The other company officers were First Lieutenant David D. Jones and Second Lieutenant Benjamin F. Davis.

- Company G: The company was organized by Captain Henry Carter at Winchester, Indiana, in October 1862 and then marched to Indianapolis.

The other company officers were First Lieutenant Samuel P. Strahan and Second Lieutenant William P. Beeber.

- Company H: The company was organized by Captain Oliver M. Wilson at Indianapolis, Indiana, in October 1862.

The other company officers were First Lieutenant William M. Conner and Second Lieutenant Josiah Ralston.

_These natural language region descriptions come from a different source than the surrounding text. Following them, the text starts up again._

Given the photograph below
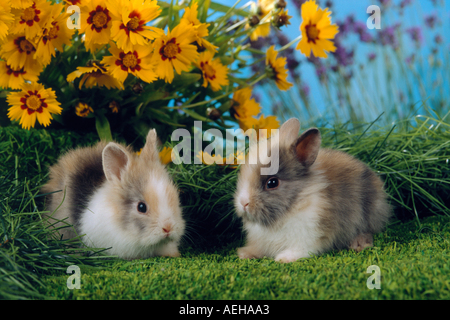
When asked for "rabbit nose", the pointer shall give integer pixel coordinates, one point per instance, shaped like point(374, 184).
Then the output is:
point(244, 204)
point(167, 228)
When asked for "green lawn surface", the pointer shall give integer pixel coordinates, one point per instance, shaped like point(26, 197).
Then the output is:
point(414, 263)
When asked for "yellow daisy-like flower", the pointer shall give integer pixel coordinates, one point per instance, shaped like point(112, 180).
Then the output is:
point(264, 7)
point(54, 35)
point(21, 4)
point(214, 72)
point(174, 50)
point(33, 102)
point(243, 106)
point(136, 62)
point(317, 31)
point(32, 19)
point(165, 155)
point(268, 123)
point(200, 29)
point(6, 18)
point(95, 22)
point(278, 67)
point(129, 19)
point(13, 78)
point(94, 75)
point(18, 52)
point(83, 110)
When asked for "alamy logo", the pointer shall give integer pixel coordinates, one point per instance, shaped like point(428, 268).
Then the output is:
point(74, 281)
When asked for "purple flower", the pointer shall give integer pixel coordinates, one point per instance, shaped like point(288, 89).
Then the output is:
point(416, 35)
point(431, 20)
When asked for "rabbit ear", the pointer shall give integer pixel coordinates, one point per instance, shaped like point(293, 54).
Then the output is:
point(307, 146)
point(289, 131)
point(115, 161)
point(150, 150)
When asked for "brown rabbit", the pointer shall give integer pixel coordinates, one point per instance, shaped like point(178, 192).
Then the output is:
point(319, 200)
point(117, 199)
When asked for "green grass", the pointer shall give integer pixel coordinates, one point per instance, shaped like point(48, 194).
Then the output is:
point(411, 157)
point(413, 264)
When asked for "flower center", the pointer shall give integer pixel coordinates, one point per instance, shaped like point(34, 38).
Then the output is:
point(25, 45)
point(33, 102)
point(99, 19)
point(53, 33)
point(170, 50)
point(208, 70)
point(133, 23)
point(312, 33)
point(130, 60)
point(28, 14)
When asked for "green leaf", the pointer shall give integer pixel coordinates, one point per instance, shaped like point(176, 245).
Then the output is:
point(195, 115)
point(103, 128)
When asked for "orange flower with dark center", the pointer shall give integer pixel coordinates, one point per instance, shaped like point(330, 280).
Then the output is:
point(170, 50)
point(23, 45)
point(16, 73)
point(32, 102)
point(30, 15)
point(135, 24)
point(99, 18)
point(208, 70)
point(312, 33)
point(51, 34)
point(129, 61)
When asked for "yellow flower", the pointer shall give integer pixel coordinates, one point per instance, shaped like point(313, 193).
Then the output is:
point(18, 52)
point(268, 123)
point(174, 50)
point(232, 160)
point(243, 106)
point(33, 102)
point(129, 19)
point(165, 155)
point(30, 20)
point(14, 77)
point(95, 22)
point(200, 29)
point(54, 35)
point(317, 31)
point(6, 18)
point(278, 67)
point(214, 72)
point(264, 7)
point(136, 62)
point(94, 75)
point(281, 19)
point(83, 110)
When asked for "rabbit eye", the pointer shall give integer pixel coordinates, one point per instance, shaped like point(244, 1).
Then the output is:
point(272, 183)
point(142, 207)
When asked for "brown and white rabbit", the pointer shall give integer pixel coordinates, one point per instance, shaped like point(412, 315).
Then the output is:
point(117, 199)
point(319, 200)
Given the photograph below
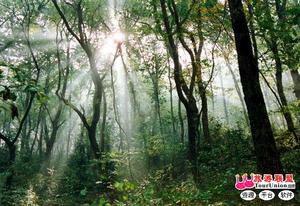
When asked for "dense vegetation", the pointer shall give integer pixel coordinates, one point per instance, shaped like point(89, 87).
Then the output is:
point(154, 102)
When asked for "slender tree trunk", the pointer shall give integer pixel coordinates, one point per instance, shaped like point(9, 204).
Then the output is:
point(180, 123)
point(238, 90)
point(268, 160)
point(224, 100)
point(103, 125)
point(181, 87)
point(280, 10)
point(296, 80)
point(171, 99)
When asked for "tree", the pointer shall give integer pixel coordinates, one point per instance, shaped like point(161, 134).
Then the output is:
point(268, 159)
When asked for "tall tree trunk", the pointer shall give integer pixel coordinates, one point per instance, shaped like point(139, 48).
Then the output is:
point(224, 100)
point(267, 156)
point(238, 90)
point(171, 99)
point(188, 99)
point(103, 125)
point(280, 10)
point(180, 123)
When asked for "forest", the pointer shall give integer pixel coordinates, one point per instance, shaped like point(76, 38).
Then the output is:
point(147, 102)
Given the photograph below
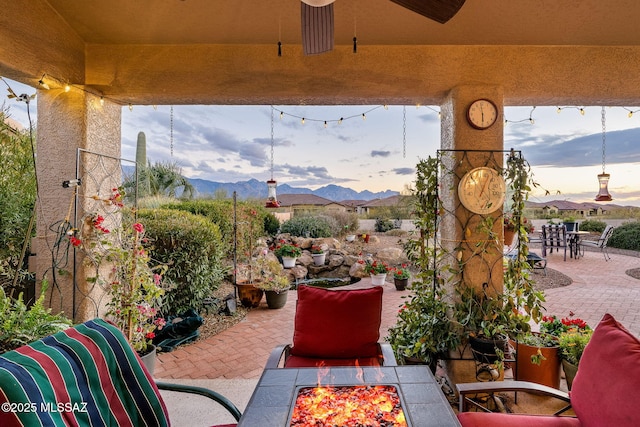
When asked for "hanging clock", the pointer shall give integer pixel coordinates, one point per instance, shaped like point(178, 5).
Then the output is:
point(482, 190)
point(482, 114)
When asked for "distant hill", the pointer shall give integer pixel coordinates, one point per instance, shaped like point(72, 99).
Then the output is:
point(258, 189)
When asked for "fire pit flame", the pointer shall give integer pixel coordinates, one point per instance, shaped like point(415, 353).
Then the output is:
point(359, 405)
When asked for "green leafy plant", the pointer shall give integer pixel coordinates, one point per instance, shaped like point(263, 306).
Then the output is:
point(401, 272)
point(572, 344)
point(192, 245)
point(424, 329)
point(123, 267)
point(287, 250)
point(594, 225)
point(375, 266)
point(22, 324)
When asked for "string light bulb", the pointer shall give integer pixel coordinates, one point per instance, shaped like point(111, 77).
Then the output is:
point(42, 83)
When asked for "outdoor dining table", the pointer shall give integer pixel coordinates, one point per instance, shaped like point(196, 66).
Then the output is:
point(423, 402)
point(574, 242)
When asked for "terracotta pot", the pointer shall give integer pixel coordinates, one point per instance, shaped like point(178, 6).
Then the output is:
point(570, 371)
point(433, 365)
point(149, 359)
point(401, 284)
point(276, 300)
point(509, 234)
point(547, 373)
point(319, 259)
point(288, 262)
point(249, 295)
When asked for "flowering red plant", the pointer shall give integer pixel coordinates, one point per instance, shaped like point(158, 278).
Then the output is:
point(401, 272)
point(123, 268)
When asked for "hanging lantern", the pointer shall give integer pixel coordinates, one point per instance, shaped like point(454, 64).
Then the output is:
point(603, 178)
point(272, 199)
point(603, 194)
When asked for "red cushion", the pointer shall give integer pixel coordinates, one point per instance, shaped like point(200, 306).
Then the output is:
point(606, 387)
point(495, 419)
point(337, 324)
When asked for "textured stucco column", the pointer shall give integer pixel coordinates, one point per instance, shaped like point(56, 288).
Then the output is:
point(457, 134)
point(67, 121)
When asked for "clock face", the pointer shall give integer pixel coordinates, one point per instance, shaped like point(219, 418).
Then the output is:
point(482, 114)
point(482, 190)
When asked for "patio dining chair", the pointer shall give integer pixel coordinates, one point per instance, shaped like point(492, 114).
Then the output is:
point(554, 236)
point(601, 243)
point(334, 327)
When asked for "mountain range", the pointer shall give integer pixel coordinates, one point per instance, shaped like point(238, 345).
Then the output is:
point(258, 189)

- Company I: The company was organized by Captain John H. Ferree at Rushville, Indiana, in October 1862 and then marched to Indianapolis.

The other company officers were First Lieutenant John W. Manzy and Second Lieutenant William M. Brooks.

- Company K: The company was organized by Captain Samuel J. Willson's at West Point, Indiana, in October 1862 and then marched to Indianapolis, Indiana, where it arrived October 16, a distance of 75 miles.

The other company officers were First Lieutenant Samuel R. Fielder and Second Lieutenant Thomas B. Lawe.